Ölümden de Beter / Rolling Thunder
Charles Rane bir savaş kahramanıdır ve yaşadığı kasabada coşkuyla karşılanır, hediye yağmuruna tutulur. Birkaç haydut Rane’i soymaya karar verir. Fakat bunu yaparken Rane’in eşini ve çocuğunu da öldürürler. Rane de intikam ateşiyle yanıp kavrulmaktadır ve arkadaşı Johnny’den (Tommy Lee Jones) yardım ister.

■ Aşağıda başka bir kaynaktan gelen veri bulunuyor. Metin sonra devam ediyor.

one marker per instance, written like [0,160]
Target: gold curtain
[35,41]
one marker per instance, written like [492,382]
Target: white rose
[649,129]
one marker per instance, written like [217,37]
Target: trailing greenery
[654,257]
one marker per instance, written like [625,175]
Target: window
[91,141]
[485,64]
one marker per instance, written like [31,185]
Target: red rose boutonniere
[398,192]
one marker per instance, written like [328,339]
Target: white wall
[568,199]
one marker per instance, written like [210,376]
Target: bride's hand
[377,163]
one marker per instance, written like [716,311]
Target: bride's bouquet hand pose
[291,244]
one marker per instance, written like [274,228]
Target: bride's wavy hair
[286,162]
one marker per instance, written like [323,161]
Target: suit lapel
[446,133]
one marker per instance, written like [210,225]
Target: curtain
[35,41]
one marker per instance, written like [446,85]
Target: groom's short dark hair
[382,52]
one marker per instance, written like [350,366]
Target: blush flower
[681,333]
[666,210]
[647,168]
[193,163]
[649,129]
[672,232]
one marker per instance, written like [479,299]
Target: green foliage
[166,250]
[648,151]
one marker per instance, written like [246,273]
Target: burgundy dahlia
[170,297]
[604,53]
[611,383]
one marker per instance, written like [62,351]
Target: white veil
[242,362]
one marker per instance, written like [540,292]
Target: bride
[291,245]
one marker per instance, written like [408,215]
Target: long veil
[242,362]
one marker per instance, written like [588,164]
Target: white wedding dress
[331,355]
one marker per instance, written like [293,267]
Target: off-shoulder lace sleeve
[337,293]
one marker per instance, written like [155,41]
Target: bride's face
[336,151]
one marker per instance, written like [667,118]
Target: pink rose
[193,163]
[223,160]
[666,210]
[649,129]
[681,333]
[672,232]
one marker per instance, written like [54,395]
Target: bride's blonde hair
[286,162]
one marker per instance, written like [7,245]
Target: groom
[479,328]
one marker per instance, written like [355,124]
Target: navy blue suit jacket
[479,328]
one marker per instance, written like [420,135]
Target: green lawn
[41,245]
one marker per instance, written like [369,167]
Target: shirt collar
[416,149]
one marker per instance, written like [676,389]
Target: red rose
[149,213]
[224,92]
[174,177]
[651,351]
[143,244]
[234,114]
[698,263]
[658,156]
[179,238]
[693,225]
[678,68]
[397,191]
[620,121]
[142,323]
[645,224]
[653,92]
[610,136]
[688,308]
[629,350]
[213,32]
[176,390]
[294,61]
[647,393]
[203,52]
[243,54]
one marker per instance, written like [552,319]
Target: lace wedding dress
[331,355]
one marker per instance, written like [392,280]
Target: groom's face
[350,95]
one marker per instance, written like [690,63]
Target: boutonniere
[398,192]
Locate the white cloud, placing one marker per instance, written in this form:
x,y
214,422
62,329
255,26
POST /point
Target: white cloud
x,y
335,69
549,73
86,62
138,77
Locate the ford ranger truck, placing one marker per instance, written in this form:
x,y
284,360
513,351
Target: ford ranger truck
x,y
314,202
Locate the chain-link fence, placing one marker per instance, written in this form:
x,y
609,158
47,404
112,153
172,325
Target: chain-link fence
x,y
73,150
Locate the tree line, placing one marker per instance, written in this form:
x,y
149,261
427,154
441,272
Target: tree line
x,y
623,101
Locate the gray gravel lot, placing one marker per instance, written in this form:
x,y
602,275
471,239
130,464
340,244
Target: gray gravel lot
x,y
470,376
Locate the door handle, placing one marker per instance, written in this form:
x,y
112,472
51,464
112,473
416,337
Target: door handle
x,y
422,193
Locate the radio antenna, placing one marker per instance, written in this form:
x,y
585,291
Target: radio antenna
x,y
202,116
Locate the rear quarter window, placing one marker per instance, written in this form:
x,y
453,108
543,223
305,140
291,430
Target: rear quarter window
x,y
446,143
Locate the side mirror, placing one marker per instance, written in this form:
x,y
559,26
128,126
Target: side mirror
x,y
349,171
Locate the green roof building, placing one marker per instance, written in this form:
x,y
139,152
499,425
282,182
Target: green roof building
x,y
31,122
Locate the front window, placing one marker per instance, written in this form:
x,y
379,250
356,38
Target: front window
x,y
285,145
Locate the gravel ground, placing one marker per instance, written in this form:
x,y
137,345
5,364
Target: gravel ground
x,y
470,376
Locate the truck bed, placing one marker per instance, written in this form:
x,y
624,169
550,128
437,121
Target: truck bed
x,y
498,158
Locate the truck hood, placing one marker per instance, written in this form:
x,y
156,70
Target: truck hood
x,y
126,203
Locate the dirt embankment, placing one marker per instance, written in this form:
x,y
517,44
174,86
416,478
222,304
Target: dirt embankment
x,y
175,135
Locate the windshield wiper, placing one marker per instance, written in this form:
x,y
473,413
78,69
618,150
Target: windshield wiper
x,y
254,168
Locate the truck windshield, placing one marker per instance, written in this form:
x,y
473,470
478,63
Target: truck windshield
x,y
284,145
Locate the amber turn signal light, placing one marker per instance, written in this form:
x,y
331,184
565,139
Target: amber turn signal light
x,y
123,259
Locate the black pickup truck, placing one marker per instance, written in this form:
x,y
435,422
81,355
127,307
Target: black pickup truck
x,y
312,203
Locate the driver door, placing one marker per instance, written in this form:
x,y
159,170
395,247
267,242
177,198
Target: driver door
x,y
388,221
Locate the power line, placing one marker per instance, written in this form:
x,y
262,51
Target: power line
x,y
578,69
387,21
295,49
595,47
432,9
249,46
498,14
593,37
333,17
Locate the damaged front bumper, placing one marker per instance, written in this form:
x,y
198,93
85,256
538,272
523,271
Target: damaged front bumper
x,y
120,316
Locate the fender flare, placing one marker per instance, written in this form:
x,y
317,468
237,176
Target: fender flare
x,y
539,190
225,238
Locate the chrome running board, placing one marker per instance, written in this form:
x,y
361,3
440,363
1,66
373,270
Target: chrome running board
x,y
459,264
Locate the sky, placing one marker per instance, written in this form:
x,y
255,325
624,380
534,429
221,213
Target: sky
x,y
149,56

Jungfrukällan / The Virgin Spring
Ustaların ustası Ingmar Bergman’ın başyapıt filmlerinden bir tanesi (sayıyla 1). Dini öğelerle bezeli ve özellikle de Paganizm-Hıristiyanlık kırsalında dolaşan bir film. Öldürülen bir genç kızı ve dininin öğretilerini yok sayıp kızının intikamını almak isteyen bir babanın hikâyesini bulacaksınız bu filmde. 1960’ta en iyi yabancı film Oscar’ını almıştı film, hatırlatmakta yarar var.